Au vingt et unième siècle, les neuro-sciences se développent à grande vitesse et les travaux, principalement axés sur l’étude de la conscience, révolutionnent notre conception de l’hypnose. L’hypnose n’est plus un état proche du sommeil, elle peut être assimilée à une activation particulière de la conscience. La conscience elle-même n’est plus parcellisée en morceaux (conscient, inconscient, sub-conscient), elle est un espace unique, non cloisonné, fonctionnel, toujours actif, à intensité variable.
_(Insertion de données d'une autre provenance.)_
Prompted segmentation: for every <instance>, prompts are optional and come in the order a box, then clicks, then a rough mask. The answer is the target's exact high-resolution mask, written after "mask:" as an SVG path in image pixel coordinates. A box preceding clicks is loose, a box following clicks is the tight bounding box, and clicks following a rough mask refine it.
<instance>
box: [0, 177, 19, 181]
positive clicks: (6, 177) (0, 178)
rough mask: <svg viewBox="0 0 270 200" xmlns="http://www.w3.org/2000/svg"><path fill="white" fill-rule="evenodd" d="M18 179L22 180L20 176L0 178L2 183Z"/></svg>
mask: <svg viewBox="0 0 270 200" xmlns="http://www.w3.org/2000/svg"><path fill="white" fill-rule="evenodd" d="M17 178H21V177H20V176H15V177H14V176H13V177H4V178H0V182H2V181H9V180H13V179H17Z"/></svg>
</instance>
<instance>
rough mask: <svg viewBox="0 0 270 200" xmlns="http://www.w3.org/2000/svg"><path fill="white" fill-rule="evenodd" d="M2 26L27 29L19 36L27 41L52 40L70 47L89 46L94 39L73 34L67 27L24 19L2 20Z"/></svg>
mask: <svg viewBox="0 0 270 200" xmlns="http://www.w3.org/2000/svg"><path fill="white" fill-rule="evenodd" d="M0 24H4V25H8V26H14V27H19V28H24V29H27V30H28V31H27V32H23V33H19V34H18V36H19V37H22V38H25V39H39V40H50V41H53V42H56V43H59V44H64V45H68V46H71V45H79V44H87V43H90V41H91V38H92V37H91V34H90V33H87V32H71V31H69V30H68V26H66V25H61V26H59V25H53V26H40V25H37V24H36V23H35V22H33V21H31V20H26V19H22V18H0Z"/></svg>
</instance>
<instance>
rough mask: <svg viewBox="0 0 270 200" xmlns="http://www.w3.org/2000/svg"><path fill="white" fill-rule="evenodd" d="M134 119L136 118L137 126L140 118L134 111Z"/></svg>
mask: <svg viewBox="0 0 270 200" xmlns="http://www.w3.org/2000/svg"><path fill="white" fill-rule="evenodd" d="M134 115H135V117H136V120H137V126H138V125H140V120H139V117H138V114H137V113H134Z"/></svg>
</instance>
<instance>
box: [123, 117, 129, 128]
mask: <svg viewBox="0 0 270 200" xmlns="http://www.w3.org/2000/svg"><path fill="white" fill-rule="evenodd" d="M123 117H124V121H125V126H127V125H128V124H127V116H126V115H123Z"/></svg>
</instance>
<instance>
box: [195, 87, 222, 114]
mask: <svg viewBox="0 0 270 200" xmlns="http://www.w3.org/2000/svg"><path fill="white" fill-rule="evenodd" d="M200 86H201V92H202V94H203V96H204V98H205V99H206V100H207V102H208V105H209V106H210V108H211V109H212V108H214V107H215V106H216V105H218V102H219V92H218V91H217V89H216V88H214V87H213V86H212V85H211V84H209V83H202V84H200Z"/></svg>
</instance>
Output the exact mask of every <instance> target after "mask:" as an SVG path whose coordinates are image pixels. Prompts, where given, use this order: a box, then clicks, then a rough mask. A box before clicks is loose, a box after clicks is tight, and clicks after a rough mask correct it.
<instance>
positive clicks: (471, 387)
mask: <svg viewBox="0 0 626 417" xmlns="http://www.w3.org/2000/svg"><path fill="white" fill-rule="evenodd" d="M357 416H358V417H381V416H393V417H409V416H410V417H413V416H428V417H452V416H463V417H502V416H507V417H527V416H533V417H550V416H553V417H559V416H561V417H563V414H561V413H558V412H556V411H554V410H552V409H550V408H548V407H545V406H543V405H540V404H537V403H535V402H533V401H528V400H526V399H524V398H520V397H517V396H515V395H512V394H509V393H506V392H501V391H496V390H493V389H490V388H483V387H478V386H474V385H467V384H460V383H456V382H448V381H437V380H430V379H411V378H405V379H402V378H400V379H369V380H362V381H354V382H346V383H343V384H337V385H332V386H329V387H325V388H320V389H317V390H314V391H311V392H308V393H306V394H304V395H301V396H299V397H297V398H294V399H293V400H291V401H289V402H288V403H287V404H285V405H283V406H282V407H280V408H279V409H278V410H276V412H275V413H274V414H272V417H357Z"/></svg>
Cette nouvelle carte de la conscience modifie profondément notre technique « hypnotique » et ces modifications, soutenues par l’idée d’activation de la conscience, nous permettent d’élaborer un nouveau modèle technique et thérapeutique, complémentaire du modèle hypnotique d’Erickson.
Allons-nous assister à une quatrième révolution dans notre courte histoire ?
Révolution qui permettrait aux « modernes » de pratiquer un acte thérapeutique axé sur ces nouvelles notions d’activation de conscience et laisserait sur la touche les hypnotiseurs qui ne voudraient pas suivre ce chemin, pour des raisons qui leurs sont personnelles, et surtout les artistes de music-hall qui continueront à pratiquer une hypnose basée sur le pouvoir, le sommeil profond et la soumission.
Heureuse époque où je n’aurais plus a expliquer à mes patients que ce que je leur propose « ce n’est pas ce qu’ils ont vu hier soir à la télévision, hypnose pratiquée par un certain fascinateur … Messmer… ».
Il est permis de rêver et, dans une vision spinoziste de la vie privilégiant l’action joyeuse, nous œuvrons pour avancer dans cette fraîche, dynamique et contemporaine direction… en paraphrasant, a minima, la célèbre injonction de Philippe VI de Valois « qui nous aime, nous suive ».